So, it’s that time again: time to talk about tweaks to your query letter writing strategy! Today I’d like to talk about your portfolio. You know, the examples of work that prove you actually can write, and write about the subject you’re pitching. You do have a portfolio, right?
Words Say a Thousand…oh, Nevermind
I was trying to come up with a clever metaphor to describe how portfolios help a editor visualise your work in their publication. But it didn’t come out right, so let me just say this:
Writers who “kind of” fit what the editor is looking for but have an appropriate portfolio will fare better than great writers who have no portfolio.
It’s psychological – your editor probably doesn’t even realise this. But the reality is that when we personally can visualise something in our head, it makes that option much more real. And if the editor reviewing your query can picture your column in print in their magazine/journal/blog, that is definitely a good thing.
First, Get Your Website Updated
My advice here is unequivocal: writers need their own website (yourfirstnameyourlastname.com) and on that website they need a page with their portfolio. The web is a virtual real estate land grab, and it is my view you will be sorry if you don’t take advantage right now.
Some writers have a site that really just says who they are, what they do, and some contact details. Others have a personal blog and do a little more upkeep to their site, and that’s ok as long as you aren’t using that blog space to talk about how awful your clients are. Big no no.
The best portfolio pages are:
- organised: content is grouped either by theme (e.g. coffee stories, scientific articles, social media pieces) or medium (your books, blogs, print magazine, etc), or whatever groupings make sense for your work. Make it easy to get around.
- quick to load: don’t load up the page with massive images of all the scanned items of your work. Nobody has the time to wait. make sure it loads quick and then I can wait for the download if need be when I choose which piece I want to read.

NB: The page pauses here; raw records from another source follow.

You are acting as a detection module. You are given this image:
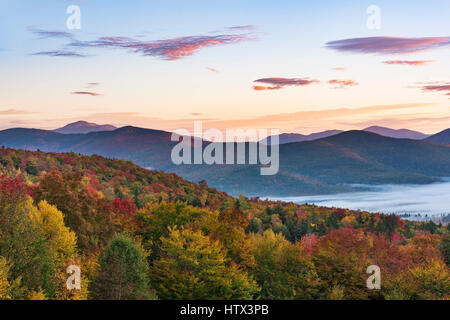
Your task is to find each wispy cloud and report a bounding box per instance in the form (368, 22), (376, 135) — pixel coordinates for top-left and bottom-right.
(0, 109), (36, 116)
(383, 60), (436, 66)
(328, 80), (359, 88)
(32, 50), (87, 58)
(206, 67), (219, 73)
(226, 25), (256, 31)
(72, 91), (101, 97)
(253, 78), (319, 91)
(28, 27), (73, 39)
(69, 34), (256, 61)
(326, 37), (450, 54)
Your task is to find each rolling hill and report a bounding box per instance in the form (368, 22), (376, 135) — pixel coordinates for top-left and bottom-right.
(0, 127), (450, 196)
(261, 130), (343, 145)
(53, 121), (117, 134)
(363, 126), (429, 140)
(425, 129), (450, 144)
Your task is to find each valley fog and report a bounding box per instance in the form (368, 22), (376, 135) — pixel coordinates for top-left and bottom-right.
(269, 178), (450, 219)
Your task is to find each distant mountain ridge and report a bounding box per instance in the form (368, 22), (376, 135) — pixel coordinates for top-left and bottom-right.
(261, 126), (430, 145)
(0, 126), (450, 196)
(53, 121), (117, 134)
(425, 129), (450, 144)
(261, 130), (344, 145)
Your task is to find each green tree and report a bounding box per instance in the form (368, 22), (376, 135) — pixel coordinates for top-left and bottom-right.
(150, 229), (259, 300)
(92, 235), (155, 300)
(250, 229), (321, 300)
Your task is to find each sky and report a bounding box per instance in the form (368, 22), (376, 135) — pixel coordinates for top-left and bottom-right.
(0, 0), (450, 134)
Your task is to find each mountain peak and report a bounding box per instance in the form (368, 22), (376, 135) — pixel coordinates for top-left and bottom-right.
(363, 126), (429, 140)
(426, 128), (450, 144)
(53, 120), (117, 134)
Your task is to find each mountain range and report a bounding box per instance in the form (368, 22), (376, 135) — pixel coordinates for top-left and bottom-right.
(261, 126), (430, 145)
(0, 122), (450, 196)
(53, 121), (117, 134)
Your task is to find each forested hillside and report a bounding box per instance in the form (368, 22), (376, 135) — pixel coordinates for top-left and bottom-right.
(0, 148), (450, 299)
(0, 126), (450, 197)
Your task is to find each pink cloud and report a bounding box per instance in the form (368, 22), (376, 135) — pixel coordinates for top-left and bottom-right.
(206, 67), (219, 72)
(328, 80), (359, 88)
(326, 37), (450, 54)
(72, 91), (101, 97)
(253, 78), (319, 91)
(70, 34), (255, 60)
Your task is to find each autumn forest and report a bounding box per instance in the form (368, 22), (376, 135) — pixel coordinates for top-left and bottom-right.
(0, 148), (450, 300)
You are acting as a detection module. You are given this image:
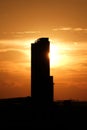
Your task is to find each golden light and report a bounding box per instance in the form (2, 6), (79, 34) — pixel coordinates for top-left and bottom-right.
(49, 44), (61, 67)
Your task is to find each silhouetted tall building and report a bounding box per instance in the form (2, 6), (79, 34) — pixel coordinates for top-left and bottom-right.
(31, 38), (53, 104)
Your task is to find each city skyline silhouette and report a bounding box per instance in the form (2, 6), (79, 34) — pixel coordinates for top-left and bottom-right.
(31, 38), (54, 105)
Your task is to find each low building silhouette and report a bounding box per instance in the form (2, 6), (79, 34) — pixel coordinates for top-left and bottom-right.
(31, 38), (53, 105)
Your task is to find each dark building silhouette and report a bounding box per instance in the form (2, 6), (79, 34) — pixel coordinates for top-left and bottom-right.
(31, 38), (53, 105)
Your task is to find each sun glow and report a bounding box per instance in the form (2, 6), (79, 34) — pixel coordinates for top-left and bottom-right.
(49, 43), (70, 68)
(49, 44), (61, 67)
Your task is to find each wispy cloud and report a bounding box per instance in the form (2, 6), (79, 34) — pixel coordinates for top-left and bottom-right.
(52, 27), (87, 33)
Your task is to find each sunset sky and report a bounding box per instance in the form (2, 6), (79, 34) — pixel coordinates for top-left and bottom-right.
(0, 0), (87, 101)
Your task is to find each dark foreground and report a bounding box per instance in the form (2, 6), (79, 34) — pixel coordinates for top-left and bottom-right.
(0, 97), (87, 129)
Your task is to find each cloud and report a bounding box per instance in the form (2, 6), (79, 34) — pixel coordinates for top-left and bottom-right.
(53, 27), (87, 33)
(0, 71), (30, 98)
(0, 50), (29, 63)
(0, 30), (41, 39)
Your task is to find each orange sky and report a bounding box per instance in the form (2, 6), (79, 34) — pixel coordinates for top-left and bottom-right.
(0, 0), (87, 100)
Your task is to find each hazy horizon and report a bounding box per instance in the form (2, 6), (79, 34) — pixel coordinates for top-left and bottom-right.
(0, 0), (87, 101)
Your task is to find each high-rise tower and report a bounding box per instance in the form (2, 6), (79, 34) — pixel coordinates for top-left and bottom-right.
(31, 38), (53, 104)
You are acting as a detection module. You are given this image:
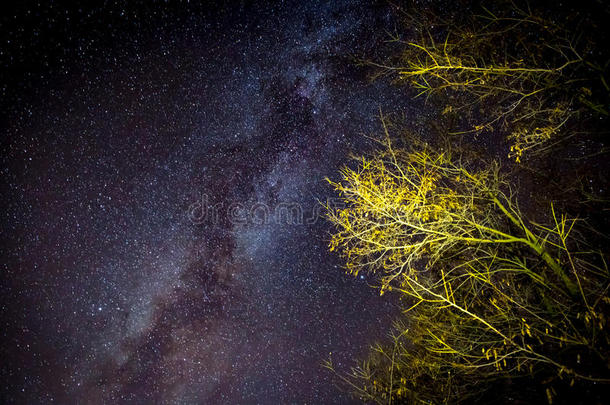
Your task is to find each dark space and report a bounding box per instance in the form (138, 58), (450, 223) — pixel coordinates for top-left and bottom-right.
(0, 0), (607, 404)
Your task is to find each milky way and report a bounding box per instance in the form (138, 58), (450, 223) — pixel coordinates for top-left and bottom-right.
(0, 1), (415, 404)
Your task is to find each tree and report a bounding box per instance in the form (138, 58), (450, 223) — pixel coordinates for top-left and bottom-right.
(372, 1), (610, 162)
(326, 125), (610, 403)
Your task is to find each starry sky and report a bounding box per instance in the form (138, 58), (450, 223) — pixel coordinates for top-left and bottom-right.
(0, 0), (420, 404)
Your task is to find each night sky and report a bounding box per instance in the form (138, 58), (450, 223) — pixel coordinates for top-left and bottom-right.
(0, 0), (421, 404)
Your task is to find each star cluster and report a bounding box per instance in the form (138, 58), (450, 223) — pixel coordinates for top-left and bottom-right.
(0, 0), (414, 404)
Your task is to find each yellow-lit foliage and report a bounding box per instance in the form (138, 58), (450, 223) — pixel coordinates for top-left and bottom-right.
(327, 134), (610, 403)
(373, 1), (610, 162)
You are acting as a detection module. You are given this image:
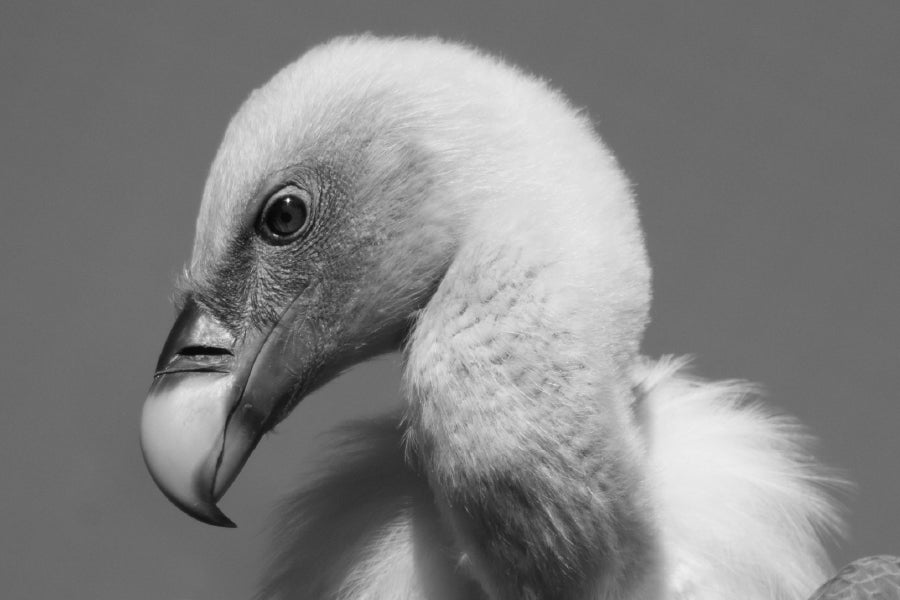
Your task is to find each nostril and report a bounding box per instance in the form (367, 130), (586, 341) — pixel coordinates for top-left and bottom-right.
(178, 346), (234, 356)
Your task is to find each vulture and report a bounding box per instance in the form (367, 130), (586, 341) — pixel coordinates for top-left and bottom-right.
(141, 35), (888, 600)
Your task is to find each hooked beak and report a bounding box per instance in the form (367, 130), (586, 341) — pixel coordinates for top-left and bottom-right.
(141, 301), (309, 527)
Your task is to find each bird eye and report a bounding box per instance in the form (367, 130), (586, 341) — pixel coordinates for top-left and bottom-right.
(257, 187), (310, 244)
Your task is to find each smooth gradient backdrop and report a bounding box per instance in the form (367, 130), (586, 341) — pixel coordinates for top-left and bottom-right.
(0, 0), (900, 600)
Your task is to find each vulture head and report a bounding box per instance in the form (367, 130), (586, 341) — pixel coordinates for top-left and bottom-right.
(141, 37), (649, 525)
(141, 36), (856, 600)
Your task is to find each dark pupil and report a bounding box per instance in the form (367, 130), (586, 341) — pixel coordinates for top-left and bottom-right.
(266, 196), (306, 235)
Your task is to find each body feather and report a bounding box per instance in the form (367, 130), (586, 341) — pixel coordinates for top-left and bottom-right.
(260, 358), (846, 600)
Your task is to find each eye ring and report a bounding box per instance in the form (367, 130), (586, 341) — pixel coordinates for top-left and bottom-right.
(256, 185), (313, 245)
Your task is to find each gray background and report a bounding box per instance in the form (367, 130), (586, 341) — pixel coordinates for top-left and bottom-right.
(0, 1), (900, 600)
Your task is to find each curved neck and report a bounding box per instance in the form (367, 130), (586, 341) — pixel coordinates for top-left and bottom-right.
(405, 231), (655, 599)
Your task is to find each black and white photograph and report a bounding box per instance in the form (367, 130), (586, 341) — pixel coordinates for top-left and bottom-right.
(0, 0), (900, 600)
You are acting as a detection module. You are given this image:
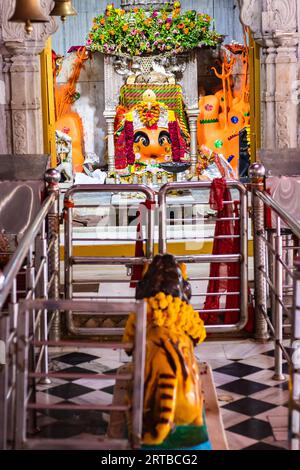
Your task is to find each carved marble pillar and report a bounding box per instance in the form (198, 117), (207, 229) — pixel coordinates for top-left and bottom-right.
(274, 33), (299, 148)
(261, 40), (276, 147)
(103, 56), (124, 172)
(179, 51), (199, 171)
(0, 0), (57, 154)
(0, 55), (7, 155)
(239, 0), (300, 149)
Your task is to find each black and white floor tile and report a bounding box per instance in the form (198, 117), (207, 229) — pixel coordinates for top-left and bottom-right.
(37, 341), (288, 450)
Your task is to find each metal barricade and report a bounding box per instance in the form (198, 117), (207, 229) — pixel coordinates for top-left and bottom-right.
(64, 184), (155, 335)
(0, 170), (60, 449)
(10, 299), (147, 450)
(289, 259), (300, 450)
(158, 181), (248, 333)
(250, 163), (300, 450)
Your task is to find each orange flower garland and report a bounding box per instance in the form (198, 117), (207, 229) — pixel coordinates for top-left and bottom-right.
(136, 101), (161, 127)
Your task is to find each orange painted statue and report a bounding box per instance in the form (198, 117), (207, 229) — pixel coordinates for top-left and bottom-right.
(197, 47), (250, 177)
(123, 255), (206, 445)
(54, 47), (89, 173)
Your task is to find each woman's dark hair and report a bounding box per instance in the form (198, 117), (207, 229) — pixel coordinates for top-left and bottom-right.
(135, 255), (191, 301)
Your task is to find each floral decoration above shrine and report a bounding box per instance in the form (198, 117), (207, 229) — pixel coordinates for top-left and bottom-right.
(87, 1), (222, 56)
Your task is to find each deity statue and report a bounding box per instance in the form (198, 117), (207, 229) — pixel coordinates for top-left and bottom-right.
(116, 89), (189, 168)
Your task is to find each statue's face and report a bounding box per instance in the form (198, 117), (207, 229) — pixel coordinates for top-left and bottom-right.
(133, 127), (172, 163)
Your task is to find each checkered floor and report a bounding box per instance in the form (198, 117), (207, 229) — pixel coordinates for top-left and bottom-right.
(37, 342), (288, 450)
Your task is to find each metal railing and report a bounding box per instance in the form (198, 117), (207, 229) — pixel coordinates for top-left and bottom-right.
(0, 170), (60, 449)
(6, 299), (146, 450)
(289, 259), (300, 450)
(64, 181), (248, 335)
(64, 184), (155, 335)
(250, 163), (300, 450)
(158, 181), (248, 333)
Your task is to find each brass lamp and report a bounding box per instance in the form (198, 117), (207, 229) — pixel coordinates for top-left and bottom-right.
(8, 0), (49, 34)
(50, 0), (77, 21)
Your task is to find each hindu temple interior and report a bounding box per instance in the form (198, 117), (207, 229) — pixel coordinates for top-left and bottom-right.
(0, 0), (300, 453)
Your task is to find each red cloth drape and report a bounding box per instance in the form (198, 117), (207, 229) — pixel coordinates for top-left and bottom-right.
(201, 178), (253, 331)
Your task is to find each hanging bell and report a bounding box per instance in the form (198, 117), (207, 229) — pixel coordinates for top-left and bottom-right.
(50, 0), (77, 21)
(8, 0), (49, 34)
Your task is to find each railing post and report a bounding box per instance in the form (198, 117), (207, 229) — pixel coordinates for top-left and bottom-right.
(249, 163), (269, 341)
(273, 217), (285, 380)
(289, 257), (300, 450)
(45, 169), (61, 341)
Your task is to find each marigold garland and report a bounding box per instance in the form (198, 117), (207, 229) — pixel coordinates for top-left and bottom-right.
(135, 101), (161, 127)
(123, 292), (206, 344)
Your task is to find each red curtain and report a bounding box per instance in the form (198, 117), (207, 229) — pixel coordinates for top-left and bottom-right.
(201, 178), (253, 331)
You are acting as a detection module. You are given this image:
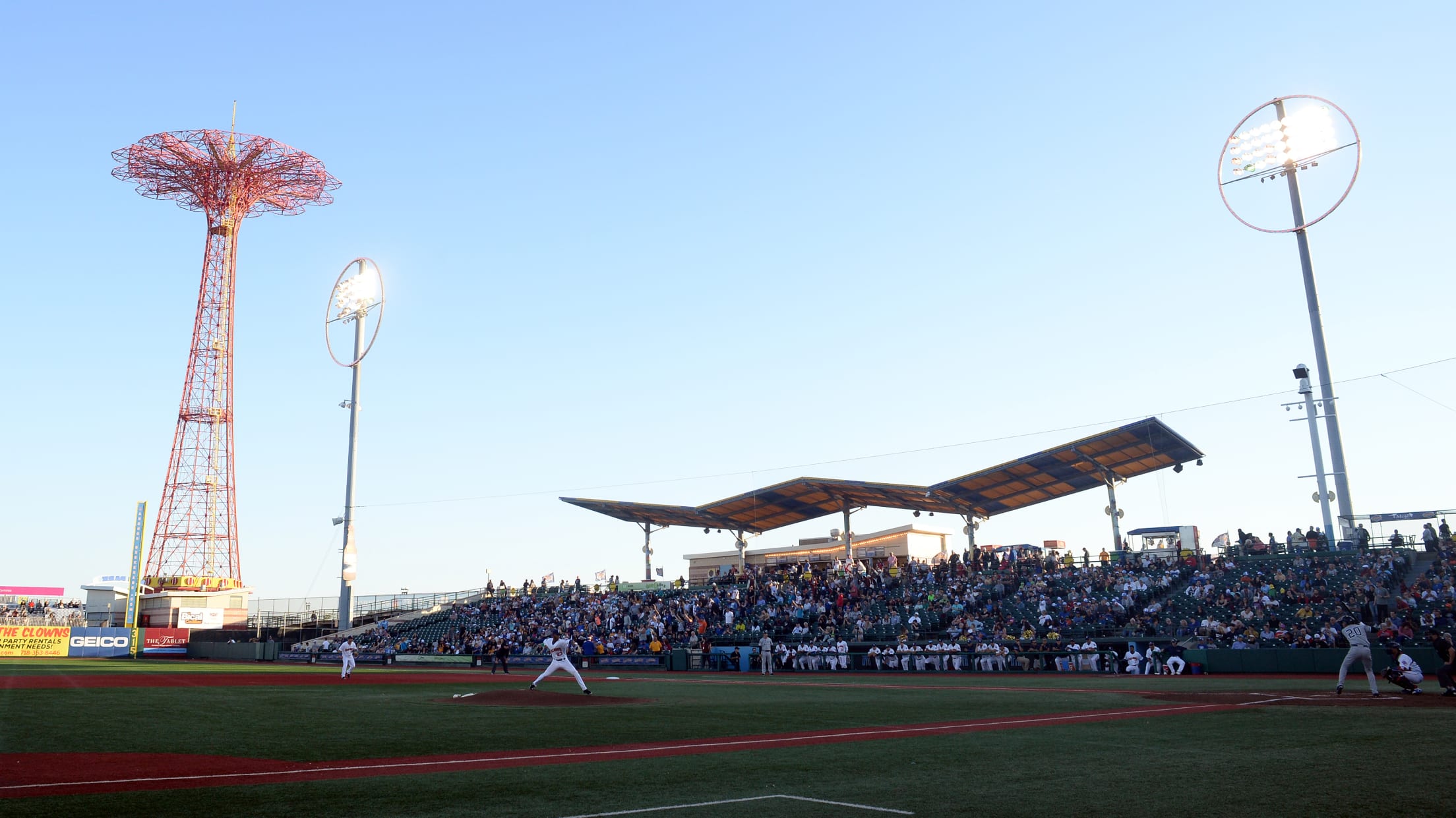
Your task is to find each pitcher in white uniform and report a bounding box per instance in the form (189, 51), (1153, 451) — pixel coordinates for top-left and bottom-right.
(1335, 622), (1380, 696)
(339, 636), (359, 678)
(530, 633), (591, 687)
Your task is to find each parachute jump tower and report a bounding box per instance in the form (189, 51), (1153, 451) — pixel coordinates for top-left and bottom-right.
(111, 121), (339, 591)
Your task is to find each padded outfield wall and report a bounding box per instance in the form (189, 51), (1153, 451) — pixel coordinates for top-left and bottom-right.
(0, 624), (188, 658)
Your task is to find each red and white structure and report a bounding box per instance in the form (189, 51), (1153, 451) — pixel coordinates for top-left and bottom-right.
(111, 131), (339, 593)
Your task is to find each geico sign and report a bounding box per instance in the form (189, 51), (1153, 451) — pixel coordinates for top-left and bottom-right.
(71, 636), (131, 648)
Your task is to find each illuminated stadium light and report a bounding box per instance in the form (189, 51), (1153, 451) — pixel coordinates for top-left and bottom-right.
(1219, 95), (1361, 536)
(1229, 105), (1339, 176)
(323, 256), (384, 630)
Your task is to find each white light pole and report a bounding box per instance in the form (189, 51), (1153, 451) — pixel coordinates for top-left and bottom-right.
(1219, 95), (1361, 541)
(1271, 364), (1335, 535)
(323, 258), (384, 630)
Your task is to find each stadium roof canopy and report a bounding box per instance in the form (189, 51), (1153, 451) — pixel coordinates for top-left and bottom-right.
(561, 496), (733, 529)
(699, 477), (962, 531)
(561, 418), (1203, 533)
(930, 418), (1203, 517)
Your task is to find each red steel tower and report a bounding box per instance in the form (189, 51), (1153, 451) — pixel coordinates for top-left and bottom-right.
(111, 131), (339, 591)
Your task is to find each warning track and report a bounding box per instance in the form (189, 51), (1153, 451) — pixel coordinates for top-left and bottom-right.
(0, 701), (1240, 798)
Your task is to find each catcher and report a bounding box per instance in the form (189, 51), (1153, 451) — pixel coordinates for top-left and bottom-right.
(1385, 645), (1426, 696)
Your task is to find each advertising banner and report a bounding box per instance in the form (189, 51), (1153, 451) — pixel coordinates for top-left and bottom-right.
(177, 608), (223, 630)
(1368, 511), (1436, 521)
(0, 585), (65, 599)
(0, 624), (71, 657)
(65, 628), (131, 659)
(141, 628), (191, 657)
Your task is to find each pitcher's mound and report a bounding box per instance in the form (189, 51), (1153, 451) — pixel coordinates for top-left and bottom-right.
(435, 690), (657, 707)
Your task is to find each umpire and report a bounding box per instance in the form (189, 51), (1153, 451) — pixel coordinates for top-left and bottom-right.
(1426, 630), (1456, 696)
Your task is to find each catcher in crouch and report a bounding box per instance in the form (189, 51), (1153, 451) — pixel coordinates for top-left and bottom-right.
(1385, 645), (1426, 696)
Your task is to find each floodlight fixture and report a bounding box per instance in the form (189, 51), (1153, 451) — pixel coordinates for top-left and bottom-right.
(323, 256), (384, 630)
(1219, 93), (1361, 536)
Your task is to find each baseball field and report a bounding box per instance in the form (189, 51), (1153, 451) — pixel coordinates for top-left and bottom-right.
(0, 659), (1456, 818)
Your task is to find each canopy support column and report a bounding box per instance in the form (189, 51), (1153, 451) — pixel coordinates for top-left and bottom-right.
(638, 523), (667, 582)
(961, 513), (981, 564)
(1107, 476), (1122, 553)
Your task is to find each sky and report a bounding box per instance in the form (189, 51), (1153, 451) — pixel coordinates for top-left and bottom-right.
(0, 1), (1456, 599)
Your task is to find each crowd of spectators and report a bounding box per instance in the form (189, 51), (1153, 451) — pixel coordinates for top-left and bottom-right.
(0, 600), (86, 628)
(333, 521), (1456, 670)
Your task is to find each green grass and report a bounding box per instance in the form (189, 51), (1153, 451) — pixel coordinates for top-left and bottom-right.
(0, 661), (1456, 818)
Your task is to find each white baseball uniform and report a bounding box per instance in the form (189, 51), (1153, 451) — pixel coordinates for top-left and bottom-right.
(339, 639), (359, 678)
(1335, 622), (1380, 693)
(531, 639), (587, 690)
(1143, 645), (1163, 676)
(1399, 653), (1426, 686)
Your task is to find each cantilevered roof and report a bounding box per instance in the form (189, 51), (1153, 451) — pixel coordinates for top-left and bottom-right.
(561, 418), (1203, 533)
(930, 418), (1203, 517)
(698, 477), (961, 531)
(561, 496), (733, 529)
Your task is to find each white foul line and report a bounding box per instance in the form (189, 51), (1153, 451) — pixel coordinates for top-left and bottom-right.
(563, 795), (915, 818)
(0, 705), (1227, 790)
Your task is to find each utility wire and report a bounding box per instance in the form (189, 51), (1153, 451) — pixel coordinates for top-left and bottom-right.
(354, 355), (1456, 508)
(1380, 374), (1456, 412)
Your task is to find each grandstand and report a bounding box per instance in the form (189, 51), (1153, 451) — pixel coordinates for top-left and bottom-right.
(292, 541), (1456, 655)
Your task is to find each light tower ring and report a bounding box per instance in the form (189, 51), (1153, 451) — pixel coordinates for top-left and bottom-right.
(1219, 93), (1364, 233)
(323, 256), (384, 368)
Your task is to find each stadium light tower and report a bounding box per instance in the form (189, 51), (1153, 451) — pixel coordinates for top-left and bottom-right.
(111, 117), (339, 591)
(323, 256), (384, 630)
(1219, 95), (1361, 539)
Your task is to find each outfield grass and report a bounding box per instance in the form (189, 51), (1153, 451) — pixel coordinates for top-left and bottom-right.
(0, 661), (1456, 818)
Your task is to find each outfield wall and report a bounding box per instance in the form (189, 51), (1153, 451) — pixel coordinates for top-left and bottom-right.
(0, 624), (188, 658)
(1184, 646), (1441, 677)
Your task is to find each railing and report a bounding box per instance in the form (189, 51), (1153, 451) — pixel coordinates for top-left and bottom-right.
(1225, 534), (1418, 558)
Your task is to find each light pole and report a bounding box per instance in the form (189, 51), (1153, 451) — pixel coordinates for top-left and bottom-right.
(323, 258), (384, 630)
(1219, 95), (1361, 539)
(1292, 364), (1335, 535)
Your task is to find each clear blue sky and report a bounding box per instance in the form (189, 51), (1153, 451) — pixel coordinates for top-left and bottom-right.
(0, 3), (1456, 597)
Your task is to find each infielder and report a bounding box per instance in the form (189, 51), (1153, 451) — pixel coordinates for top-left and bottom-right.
(1163, 642), (1188, 676)
(530, 633), (591, 696)
(1122, 642), (1143, 676)
(1335, 622), (1380, 696)
(1143, 642), (1163, 676)
(339, 636), (359, 678)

- easy to find: what if I got the link wrong, or just typed your main homepage into my browser. Can I still find your portfolio?
Then Tweak Your Pitch
So, here are a few tips that I have found make a big difference in how my pitch is reviewed:
- NO attachments. Never ever ever unless specified. The thing is, often these go straight into spam.
- Point out your portfolio online, and then select a couple of pieces that specifically relate to the piece at hand. So if you’re pitching about coffee beans, now is the time to point out you are a columnist for the Daily Coffee Journal. If your piece is about the impending doom that is the Large Hadron Collider, point to some of your scientific studies that relate.
Do not let an editor just go and fend for themselves in your portfolio, draw their attention to the pieces that matter and let them wander around afterwards if they want.
The writers at the head of the pack have great portfolios. How’s yours?
Photo by LWY
I’m always tweaking my portfolio and website. I do the best I can with my website because I’m not a web designer. I can only do so much with CSS. Speaking of queries, I’ve sent out a few and didn’t receive a response. Does anyone have samples of successful query letters? I found a few samples on the internet and followed the format but didn’t receive a response. Perhaps my ideas were too radical for the publications … who knows …
Andy Hayes says
Just check the archives here at FWJ, plenty of great successful query letter examples!